Seidler studied history, German and English at LMU Munich, the University of Cambridge and the Sorbonne University of Paris between 1951 and 1956. He was a civil servant (Studienreferendar and Studienassessor) of the state of Baden-Württemberg from 1956 to 1959. From 1959 to 1963, he was the deputy director of the Bundeswehrfachschule in Cologne, and was subsequently employed by the Federal Ministry of Defence, as an Adviser in the Department of Administration and Law, from 1963 to 1968. He was the Scientific Director of the Heeresoffiziersschule München from 1968 to 1972, and attended the NATO Defence College Senior Course in Rome in 1972.

From 1973 until his retirement in 1998, he was Professor of Modern History, particularly social and military history, at the University of the Bundeswehr Munich. He has been active as an expert adviser for the CDU/CSU faction in the Bundestag in the 1990s.

Since his retirement Seidler has published books with the extreme right-wing publisher Pour le Mérite Verlag of Dietmar Munier. A reviewer in the conservative Frankfurter Allgemeine Zeitung, writing about Seidler's book Phantom der Berge, stated: "Since his retirement he publishes one book after the other, with which he has distanced himself from serious historical research." Seidler's biography of Fritz Todt has been described as offering too positive a picture of Todt and as reflecting a neo-conservative perspective.

==Honours==
- Federal Cross of Merit, 1978
- Sudeten German Culture Prize, 2004
- Dr. Walter-Eckhardt-Ehrengabe für Zeitgeschichtsforschung (a historical negationist association)

==Publications==
- Kriegsverbrechen in Europa und im Nahen Osten im 20. Jahrhundert, with Alfred-Maurice de Zayas.
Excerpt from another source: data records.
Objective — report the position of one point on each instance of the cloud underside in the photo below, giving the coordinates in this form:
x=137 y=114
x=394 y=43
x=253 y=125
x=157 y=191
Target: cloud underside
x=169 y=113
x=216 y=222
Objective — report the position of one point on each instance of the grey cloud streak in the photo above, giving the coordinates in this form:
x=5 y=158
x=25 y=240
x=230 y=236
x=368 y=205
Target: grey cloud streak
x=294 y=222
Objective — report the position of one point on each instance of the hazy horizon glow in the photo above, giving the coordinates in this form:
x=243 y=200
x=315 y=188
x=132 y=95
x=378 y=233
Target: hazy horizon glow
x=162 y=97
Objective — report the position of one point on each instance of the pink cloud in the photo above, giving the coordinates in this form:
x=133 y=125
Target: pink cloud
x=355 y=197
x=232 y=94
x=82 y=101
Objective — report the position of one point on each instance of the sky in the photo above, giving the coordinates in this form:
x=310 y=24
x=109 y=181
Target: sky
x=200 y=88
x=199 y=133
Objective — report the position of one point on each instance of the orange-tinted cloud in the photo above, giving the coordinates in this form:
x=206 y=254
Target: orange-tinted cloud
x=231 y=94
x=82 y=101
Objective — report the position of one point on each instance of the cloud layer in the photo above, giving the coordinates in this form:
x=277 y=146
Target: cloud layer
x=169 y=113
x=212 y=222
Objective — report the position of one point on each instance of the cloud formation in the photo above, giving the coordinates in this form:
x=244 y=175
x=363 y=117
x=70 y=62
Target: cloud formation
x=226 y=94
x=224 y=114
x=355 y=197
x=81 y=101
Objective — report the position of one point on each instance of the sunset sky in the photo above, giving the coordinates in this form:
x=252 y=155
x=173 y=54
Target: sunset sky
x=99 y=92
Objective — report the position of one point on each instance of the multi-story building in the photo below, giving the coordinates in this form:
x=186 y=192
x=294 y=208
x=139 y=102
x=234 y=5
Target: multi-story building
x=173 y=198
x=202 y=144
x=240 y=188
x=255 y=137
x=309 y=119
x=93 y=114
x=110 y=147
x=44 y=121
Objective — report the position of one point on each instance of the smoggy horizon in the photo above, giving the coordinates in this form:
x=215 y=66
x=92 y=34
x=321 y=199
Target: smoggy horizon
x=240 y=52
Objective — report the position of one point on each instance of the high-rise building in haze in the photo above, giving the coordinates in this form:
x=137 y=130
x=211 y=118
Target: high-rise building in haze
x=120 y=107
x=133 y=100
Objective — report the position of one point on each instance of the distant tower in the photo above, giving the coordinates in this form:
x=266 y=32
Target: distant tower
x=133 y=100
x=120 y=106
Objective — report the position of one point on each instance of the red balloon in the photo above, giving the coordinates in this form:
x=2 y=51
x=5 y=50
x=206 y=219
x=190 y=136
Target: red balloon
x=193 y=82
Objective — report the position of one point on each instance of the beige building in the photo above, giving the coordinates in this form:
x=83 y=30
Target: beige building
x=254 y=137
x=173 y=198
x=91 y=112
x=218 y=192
Mittler & Sohn, 2002. ISBN 3-8132-0702-1 and ISBN 978-3-8132-0702-6
- Die Wehrmacht im Partisanenkrieg – Militärische und völkerrechtliche Darlegungen zur Kriegsführung im Osten, Selent: Pour le Mérite Verlag, 1999, ISBN 3-932381-04-1
- Verbrechen an der Wehrmacht, Selent: Pour le Mérite Verlag, 1998 und 2000, 2 Bände, ISBN 3-932381-03-3 and ISBN 3-932381-05-X
- Avantgarde für Europa. Ausländische Freiwillige in Wehrmacht und Waffen-SS [Avantgarde for Europe: Foreign volunteers in Wehrmacht and Waffen-SS]. Pour le Mérite Verlag, Selent 2004, ISBN 3-932381-26-2.
- Die Militärgerichtsbarkeit der deutschen Wehrmacht 1939–1945, München: Herbig-Verlag 1991. TB 1999: ISBN 978-3-926584-60-1
- Fritz Todt: Baumeister des Dritten Reiches, Herbig, 1986, ISBN 3776614463
- Prostitution, Homosexualität, Selbstverstümmelung. Probleme der deutschen Sanitätsführung 1939–1945. Vowinckel-Verlag, Neckargemünd 1977, ISBN 3-87879-122-4
- "Vergewaltigung des Rechts" ("Rape of Justice"), in: Deutsche Militärzeitschrift, 8 December 2010.